Two men died on the same day in the same city. One was a great and righteous sage. The other was a tax collector, a known sinner. Both funeral processions met in the same narrow street, and while the town was honoring the sage's bier, enemies attacked and scattered the crowds. One loyal disciple stayed beside his master's body. When the townspeople returned to finish the burial, in the confusion they took the wrong bier and laid the publican in the sage's tomb with full honors. The sage, meanwhile, was buried disgracefully in the tax collector's plot.

The disciple was broken. For what sin did my teacher deserve this, he asked, and for what merit did a sinner get the funeral of a saint? His Rabbi came to him in a dream.

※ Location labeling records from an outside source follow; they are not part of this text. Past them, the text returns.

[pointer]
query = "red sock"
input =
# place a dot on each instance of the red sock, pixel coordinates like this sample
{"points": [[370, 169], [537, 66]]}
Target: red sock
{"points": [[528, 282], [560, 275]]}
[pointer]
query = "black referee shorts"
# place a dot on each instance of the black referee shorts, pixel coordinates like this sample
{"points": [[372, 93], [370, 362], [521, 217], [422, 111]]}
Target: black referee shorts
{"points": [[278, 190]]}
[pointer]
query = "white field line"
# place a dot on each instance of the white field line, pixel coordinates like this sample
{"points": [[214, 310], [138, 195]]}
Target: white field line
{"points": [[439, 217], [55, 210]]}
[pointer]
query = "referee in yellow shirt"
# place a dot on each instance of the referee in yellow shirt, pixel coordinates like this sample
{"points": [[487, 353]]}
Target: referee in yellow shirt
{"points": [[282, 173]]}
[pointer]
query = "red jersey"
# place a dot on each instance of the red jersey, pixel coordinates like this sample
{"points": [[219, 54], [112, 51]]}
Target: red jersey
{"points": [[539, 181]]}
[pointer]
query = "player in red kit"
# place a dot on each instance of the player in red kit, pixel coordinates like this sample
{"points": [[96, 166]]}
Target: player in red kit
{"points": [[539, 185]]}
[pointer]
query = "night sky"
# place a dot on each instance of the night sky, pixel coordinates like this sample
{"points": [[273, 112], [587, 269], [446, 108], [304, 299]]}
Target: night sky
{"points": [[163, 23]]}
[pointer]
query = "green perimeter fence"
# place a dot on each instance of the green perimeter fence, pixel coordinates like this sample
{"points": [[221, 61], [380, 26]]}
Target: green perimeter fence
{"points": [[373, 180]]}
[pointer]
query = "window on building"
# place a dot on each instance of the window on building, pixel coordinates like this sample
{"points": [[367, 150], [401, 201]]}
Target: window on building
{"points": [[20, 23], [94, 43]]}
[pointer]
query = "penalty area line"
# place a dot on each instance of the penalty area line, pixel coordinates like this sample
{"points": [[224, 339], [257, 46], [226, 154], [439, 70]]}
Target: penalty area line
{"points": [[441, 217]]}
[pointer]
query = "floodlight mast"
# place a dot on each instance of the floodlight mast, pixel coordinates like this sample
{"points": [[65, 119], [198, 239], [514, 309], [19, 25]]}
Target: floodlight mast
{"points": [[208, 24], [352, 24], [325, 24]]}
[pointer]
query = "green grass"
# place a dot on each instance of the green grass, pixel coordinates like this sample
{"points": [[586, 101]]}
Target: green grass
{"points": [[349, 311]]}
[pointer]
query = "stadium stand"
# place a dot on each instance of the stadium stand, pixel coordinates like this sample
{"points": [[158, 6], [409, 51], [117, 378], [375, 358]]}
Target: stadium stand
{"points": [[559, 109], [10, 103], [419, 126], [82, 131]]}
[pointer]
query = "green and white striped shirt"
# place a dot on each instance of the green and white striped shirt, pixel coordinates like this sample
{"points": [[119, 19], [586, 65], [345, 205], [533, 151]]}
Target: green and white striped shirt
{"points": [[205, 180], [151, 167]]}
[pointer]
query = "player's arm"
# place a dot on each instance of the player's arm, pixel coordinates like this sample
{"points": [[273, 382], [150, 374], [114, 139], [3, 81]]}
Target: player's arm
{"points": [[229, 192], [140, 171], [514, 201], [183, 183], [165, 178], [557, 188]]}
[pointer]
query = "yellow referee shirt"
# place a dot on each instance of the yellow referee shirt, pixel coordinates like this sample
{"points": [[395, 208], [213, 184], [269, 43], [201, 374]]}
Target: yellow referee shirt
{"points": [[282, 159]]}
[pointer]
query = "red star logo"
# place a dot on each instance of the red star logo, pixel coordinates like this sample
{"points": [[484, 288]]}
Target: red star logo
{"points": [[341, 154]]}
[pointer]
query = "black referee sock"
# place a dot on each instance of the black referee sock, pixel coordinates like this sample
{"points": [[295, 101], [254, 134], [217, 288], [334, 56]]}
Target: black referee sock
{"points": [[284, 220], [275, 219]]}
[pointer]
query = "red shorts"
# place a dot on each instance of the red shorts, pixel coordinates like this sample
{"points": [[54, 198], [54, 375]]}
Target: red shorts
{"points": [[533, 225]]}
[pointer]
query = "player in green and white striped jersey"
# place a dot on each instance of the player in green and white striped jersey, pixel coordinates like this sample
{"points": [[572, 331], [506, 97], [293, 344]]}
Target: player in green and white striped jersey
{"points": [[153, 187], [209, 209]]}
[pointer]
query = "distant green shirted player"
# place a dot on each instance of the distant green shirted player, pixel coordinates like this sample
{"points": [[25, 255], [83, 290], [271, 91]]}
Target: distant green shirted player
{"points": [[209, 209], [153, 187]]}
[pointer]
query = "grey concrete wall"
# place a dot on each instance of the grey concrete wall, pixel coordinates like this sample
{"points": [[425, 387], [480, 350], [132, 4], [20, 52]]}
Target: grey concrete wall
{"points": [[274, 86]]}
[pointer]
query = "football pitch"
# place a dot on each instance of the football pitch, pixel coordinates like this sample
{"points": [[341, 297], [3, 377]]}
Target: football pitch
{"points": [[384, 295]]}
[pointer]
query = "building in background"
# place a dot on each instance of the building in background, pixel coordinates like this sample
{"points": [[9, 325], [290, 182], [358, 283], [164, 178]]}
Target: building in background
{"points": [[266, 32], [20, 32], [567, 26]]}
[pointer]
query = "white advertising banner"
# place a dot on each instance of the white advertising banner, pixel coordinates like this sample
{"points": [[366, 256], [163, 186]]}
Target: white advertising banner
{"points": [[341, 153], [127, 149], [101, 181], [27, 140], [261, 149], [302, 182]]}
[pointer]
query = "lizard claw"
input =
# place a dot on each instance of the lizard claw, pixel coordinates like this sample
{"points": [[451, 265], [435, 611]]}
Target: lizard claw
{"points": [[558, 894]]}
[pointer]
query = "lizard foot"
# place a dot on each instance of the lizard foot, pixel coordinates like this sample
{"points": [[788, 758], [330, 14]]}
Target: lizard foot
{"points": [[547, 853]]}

Take comfort, he said. Come, I will show you my honored place in paradise, and also show you the man in Gehenna, the door of which even now creaks in his ears. I once listened to contemptuous talk against the Rabbis and did not rebuke it. For that I was buried without honor. The publican once prepared a banquet for the Roman governor, who did not come, and the food was given to the poor. For that act of unintended charity, he received the honor meant for me.

The disciple pressed further. And how long will the publican burn? The Rabbi answered, Until Simeon ben Shetach dies. Simeon knows that several witches practice their dark trade in Ashkelon, and he idly allows it. When he dies, he will take the publican's place in Gehenna until the witches are removed.

In the morning the disciple hurried to Simeon and reported the dream. Simeon acted at once. He assembled eighty strong young men, chose a rainy day, and marched on Ashkelon. This vivid passage from Sanhedrin 45b, preserved in Harris's 1901 Hebraic Literature, teaches that silence in the face of evil is itself an offense, and that a great man pays for every act he could have stopped and did not.